Methods: Sixty male BalbC mice aged 3 weeks were administered with phycocyanin-rich Spirulina extract [PRSE, 545 mg/kg], fluoxetine [20 mg/kg] or water orally for 5 weeks. During the last 2 weeks of the experiment, a series of behavioral-cognitive tests were performed to evaluate motor activity, anti-depressant and anti-anxiety effects, socialization and cognitive effects. Effects of PRSE and fluoxetine were compared to those of water.

Results: There was a significant effect of PRSE in the activity domain, manifesting as an increase in velocity in the open field [p=0.0007 vs. water]. Fluoxetine significantly enhanced immobility in the tail suspension test and the forced swim test reflecting the known anti-depressant effect of this compound, but not PRSE. There were no significant effects of PRSE found in the tests of anxiety, socialization or cognition.

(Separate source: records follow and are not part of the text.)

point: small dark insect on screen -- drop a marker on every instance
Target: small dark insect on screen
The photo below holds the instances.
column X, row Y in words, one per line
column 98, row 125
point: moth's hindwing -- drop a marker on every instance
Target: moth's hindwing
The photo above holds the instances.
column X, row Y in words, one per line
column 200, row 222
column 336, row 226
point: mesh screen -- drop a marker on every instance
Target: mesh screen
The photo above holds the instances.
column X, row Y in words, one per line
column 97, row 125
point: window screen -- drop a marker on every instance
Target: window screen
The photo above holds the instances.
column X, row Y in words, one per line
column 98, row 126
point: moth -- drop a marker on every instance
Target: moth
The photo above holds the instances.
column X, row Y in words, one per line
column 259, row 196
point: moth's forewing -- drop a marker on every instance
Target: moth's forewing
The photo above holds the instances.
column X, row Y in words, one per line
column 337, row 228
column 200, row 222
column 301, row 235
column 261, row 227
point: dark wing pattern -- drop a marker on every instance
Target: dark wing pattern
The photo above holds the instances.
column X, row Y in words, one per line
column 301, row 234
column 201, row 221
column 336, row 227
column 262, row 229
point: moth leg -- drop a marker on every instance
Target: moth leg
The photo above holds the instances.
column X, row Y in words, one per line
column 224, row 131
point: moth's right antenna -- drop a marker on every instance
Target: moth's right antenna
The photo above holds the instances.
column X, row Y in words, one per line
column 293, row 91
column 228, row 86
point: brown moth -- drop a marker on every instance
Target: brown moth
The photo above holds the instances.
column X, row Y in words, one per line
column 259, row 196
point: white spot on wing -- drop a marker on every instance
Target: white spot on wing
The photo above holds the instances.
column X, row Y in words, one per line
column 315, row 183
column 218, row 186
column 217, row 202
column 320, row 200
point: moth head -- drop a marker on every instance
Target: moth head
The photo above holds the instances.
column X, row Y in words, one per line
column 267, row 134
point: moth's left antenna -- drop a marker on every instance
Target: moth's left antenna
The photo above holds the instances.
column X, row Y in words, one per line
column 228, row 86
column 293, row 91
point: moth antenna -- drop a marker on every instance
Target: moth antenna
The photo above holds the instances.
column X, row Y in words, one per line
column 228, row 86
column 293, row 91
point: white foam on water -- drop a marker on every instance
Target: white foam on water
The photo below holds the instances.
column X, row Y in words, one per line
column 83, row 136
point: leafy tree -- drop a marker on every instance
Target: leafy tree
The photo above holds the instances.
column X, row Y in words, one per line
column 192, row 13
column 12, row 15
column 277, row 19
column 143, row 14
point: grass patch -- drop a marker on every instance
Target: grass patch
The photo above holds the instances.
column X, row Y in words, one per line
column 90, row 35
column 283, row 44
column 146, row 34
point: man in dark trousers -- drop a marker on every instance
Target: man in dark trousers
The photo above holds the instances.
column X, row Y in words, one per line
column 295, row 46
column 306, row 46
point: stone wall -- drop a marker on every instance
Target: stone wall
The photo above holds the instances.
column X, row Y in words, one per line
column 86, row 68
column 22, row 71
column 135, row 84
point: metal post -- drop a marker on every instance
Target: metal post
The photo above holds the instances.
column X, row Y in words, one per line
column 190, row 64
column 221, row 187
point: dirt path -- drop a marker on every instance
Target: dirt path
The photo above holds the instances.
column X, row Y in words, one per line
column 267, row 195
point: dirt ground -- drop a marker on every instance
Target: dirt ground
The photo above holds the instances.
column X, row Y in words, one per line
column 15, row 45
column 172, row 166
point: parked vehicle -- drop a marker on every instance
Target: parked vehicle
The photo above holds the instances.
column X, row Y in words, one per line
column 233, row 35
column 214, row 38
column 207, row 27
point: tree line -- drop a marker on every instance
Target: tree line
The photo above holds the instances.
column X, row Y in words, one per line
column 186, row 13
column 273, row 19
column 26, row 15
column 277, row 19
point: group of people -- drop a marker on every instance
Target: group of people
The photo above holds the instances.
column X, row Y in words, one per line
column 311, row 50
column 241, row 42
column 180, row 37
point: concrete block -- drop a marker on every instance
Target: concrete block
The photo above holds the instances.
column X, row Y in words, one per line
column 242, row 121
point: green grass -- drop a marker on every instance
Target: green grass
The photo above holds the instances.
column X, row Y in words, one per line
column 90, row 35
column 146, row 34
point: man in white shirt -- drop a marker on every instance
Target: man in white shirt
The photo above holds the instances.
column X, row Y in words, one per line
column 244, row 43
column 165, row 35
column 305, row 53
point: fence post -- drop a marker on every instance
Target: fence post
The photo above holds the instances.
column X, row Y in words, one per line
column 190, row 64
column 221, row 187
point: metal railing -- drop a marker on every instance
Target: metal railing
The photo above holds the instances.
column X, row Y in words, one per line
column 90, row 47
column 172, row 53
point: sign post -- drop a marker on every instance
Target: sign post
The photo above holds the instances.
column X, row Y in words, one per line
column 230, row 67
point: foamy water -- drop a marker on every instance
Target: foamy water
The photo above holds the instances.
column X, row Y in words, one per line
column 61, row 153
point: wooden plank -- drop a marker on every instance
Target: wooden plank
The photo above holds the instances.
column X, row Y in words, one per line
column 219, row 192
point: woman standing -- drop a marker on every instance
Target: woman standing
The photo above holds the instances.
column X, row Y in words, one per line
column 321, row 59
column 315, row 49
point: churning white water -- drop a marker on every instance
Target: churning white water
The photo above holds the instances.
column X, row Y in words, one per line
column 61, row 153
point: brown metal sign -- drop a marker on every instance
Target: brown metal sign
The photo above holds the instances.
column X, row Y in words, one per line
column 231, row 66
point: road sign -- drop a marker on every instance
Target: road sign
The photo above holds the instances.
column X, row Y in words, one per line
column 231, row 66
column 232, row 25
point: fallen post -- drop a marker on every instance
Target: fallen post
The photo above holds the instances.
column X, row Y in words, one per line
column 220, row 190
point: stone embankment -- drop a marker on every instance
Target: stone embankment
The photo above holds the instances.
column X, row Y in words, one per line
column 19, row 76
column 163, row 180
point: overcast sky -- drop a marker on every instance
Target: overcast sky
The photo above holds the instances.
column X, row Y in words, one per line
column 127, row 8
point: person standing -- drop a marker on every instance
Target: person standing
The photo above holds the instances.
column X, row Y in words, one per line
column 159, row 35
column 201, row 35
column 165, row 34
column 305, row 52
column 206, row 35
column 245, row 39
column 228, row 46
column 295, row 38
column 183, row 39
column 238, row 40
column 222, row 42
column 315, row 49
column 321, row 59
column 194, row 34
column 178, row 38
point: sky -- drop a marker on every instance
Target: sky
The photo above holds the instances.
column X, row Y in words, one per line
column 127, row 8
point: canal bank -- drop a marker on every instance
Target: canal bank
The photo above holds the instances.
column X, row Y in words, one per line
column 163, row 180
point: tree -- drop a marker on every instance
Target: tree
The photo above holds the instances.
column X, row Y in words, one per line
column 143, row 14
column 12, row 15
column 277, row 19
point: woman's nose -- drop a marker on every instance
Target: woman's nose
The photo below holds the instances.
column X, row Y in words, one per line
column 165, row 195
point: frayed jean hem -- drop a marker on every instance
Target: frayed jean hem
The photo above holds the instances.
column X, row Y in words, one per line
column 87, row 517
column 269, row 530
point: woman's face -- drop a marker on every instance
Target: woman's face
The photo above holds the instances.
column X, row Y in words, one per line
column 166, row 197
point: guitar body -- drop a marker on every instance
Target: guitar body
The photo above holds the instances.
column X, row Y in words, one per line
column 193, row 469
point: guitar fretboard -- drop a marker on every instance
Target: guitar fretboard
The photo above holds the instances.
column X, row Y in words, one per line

Conclusion: The most striking observation in this study was that PRSE significantly enhanced activity in the open field test. Further studies are indicated to confirm and extend this finding and investigate the possible mechanisms of action. The results of the current study do not support sporadic reports of possible anti-depressant or cognition-enhancing effects of PRSE. Nevertheless, additional studies are indicated using depression models rather than naïve mice, alternative mouse strains, using additional cognitive tests, and administering higher PRSE doses.

Keywords: Spirulina, phycocyanin, depression, anxiety, cognition, neuropsychiatric disorders.